Picking out the right oars can be expensive but it can also save your shoulders.
Anyone buying a new boat knows that all the things that go with it can nickel and dime you to death. But, the one thing you should’t skimp on is Oars. Or as our clients like to call them ” the paddle thingy.” I have always been a fan of the Sawyer Oars and Oar Blades and I feel like they are well worth the investment. Currently I run the Sawyer Pole Cats with Cataract Floating Oar Blades. These are not the top of the line Sawyer Oars but they are lightweight and the floating Oar Blades make a huge difference when on the water. The lighter weight oars and floating blades do not sound like they would make a big difference in rowing but they can make a big difference in fatigue which in turn can effect your ability to pull hard when you need to.

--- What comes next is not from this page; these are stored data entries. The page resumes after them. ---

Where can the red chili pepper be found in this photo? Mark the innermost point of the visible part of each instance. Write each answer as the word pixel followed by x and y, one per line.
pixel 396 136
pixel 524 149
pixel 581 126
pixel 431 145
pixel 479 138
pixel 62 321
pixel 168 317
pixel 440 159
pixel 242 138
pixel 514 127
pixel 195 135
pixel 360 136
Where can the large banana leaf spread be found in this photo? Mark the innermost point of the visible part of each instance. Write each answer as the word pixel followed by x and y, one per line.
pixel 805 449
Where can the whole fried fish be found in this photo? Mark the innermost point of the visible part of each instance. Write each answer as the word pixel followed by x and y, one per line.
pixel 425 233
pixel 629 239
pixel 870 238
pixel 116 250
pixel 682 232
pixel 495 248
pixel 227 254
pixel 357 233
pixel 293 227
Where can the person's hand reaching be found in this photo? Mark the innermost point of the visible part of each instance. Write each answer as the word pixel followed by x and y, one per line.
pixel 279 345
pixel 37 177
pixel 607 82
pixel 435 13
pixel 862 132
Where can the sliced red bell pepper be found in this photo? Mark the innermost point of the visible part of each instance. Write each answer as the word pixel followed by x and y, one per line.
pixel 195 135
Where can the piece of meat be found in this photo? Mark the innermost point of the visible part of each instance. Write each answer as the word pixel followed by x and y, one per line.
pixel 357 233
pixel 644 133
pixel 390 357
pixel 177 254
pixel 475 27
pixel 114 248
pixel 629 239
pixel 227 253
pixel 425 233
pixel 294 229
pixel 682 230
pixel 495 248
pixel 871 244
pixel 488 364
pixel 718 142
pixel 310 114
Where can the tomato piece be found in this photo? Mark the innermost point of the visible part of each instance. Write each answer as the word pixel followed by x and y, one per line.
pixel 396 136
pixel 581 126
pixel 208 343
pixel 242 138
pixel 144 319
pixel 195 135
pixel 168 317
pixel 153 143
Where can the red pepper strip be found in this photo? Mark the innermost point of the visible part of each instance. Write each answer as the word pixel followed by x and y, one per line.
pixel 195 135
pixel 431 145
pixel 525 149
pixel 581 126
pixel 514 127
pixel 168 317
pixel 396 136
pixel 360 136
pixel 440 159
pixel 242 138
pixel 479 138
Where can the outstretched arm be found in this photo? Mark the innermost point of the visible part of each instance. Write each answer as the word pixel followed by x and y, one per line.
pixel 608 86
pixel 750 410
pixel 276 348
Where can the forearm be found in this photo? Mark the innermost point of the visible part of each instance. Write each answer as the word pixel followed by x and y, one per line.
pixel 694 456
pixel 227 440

As always I am constantly looking for a good drift boat deal and once pull the trigger on one the Oars that I will be looking at are the Sawyer Square Top Dyno X. Jeff Brazda Turned me onto these oars last Spring on a Steelhead Trip in the O.P. These are the lightest oars that I have ever rowed with and they are extremely easy to maneuver. I have found that lighter oars make crab stroking much much easier and for those who guide a lot out of boats the crab stroke is a must to master for keeping the boat on a straight slow line.
I know it is a tough pill to swallow but spending the extra money on lighter oars can make your rowing experience much easier.